The CEO of Goldman Sachs, Lloyd Blankfein: $54 million. The CEO of Merrill Lynch, John A. Thain: $83 million. The chairman of Capital One, Richard D. Fairbank: more than $17 million. The average for each of the banks’ top executives: $2.6 million
Yes I know, private schools cost a lot, and these are hard-working men, and by gosh, they had no idea they were profiting for years on a scheme that now imperils every hardworking family in the world. Yes I know, some did better than others, and we need them now to help clean up the mess. Some have even been so noble as to announce they are taking pay cuts next year. But to all that I will also say this. This current financial crisis, we now know, began in the summer of 2007, a year and a half ago. And these men are already rich–ridiculously so. And they have failed, in many cases almost completely, in their mandates, not just to protect their own investors, but to protect the public trust. If they now beg of the public trough, if they feel themselves fit to claim the mantle of the “public interest” for their own enterprises and fortunes, then they must also accept a public responsibility, not just a private one. And if James Dimon, the CEO of JPMorgan Chase, needs more than $200,000 a year to commute by private jet between Chicago and New York, then I dare a patriotic American, or anyone with some sense of communal responsibility, to stand up and say Dimon should not damn well pay the fee himself, even as his company continues to suck from the public tit.

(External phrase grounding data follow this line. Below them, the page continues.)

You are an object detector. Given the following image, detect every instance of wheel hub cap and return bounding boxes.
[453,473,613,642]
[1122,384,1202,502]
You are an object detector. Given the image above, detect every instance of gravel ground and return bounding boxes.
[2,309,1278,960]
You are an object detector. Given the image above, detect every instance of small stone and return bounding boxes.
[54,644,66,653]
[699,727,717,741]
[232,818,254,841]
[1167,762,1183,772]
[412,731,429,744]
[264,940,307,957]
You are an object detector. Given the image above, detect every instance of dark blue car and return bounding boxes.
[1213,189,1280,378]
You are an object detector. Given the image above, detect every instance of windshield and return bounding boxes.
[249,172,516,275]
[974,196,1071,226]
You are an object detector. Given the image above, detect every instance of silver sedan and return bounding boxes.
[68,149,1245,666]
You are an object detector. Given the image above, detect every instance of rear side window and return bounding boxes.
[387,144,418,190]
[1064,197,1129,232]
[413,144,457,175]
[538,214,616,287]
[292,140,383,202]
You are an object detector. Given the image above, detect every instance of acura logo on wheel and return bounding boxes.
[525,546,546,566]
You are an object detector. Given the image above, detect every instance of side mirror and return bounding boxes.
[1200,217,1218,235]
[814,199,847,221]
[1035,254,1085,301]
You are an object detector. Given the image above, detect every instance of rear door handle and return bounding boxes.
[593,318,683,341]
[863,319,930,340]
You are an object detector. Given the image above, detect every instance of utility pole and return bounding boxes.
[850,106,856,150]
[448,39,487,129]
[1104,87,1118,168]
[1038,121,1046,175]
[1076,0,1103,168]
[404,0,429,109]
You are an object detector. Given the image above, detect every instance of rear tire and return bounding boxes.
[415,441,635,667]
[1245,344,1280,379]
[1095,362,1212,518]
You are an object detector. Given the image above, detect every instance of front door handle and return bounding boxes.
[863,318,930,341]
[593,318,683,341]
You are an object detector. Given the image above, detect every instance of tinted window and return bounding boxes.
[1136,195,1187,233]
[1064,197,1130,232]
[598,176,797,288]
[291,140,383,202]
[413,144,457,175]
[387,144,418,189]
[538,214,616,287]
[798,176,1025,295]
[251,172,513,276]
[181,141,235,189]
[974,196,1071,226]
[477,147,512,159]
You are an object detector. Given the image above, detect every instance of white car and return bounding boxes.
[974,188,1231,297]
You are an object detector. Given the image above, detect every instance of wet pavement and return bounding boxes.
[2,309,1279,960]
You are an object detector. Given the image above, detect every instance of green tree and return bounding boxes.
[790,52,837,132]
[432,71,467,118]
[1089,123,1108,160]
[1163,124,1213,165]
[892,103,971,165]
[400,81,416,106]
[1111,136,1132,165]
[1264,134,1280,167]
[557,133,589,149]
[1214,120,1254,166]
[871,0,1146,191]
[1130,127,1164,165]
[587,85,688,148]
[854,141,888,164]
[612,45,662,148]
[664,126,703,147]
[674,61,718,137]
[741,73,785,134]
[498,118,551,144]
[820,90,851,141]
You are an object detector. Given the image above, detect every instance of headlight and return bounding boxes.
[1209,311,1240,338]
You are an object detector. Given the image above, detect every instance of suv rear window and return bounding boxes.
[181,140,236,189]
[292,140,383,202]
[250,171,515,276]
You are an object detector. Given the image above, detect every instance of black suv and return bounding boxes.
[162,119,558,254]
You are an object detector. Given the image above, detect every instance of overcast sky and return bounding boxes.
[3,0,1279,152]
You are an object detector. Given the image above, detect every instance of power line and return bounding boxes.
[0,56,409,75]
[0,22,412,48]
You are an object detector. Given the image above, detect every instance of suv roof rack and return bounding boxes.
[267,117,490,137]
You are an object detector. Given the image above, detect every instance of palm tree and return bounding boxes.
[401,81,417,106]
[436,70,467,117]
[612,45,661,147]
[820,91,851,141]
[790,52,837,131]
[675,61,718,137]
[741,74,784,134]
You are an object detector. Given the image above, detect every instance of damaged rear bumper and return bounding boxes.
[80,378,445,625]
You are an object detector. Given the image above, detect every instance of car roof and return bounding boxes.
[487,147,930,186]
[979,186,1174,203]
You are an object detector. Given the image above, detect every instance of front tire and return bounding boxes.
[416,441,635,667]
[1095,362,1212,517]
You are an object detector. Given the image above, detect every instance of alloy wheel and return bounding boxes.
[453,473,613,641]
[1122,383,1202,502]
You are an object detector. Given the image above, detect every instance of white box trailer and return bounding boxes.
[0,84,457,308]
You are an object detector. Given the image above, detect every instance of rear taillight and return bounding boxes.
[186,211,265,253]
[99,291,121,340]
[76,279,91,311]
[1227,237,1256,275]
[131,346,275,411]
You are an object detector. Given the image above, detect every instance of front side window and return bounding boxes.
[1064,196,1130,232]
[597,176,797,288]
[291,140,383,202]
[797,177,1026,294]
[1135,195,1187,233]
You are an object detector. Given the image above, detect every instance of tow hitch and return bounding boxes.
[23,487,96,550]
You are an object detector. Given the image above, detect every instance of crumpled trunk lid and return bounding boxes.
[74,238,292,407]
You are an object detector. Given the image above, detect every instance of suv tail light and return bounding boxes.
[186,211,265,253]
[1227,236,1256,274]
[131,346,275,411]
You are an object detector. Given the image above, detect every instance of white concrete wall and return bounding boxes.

It all calls to mind the words of H.L. Mencken, who wrote in 1922 of the country he loved and ceaselessly exposed:
And here, more than anywhere else I know of or have heard of, the daily panorama of human existence, or private and communal folly–the unending procession of governmental extortions and chicaneries, of commercial brigandages and throat-slittings, of theological buffooneries, of aesthetic ribaldries, of legal swindles and harlotries, of miscellaneous rogueries, villainies, imbecilities, grotesqueries, and extravagances–is so inordinately gross and preposterous, so perfectly brought up to the highest conceivable amperage, so steadily enriched with an almost fabulous daring and originality, that only the man who was born with a petrified diaphragm can fail to laugh himself to sleep every night, and to awake every morning with all the eager, unflagging expectation of a Sunday-school superintendent touring the Paris peep-shows.
Except I don’t feel like laughing, just now.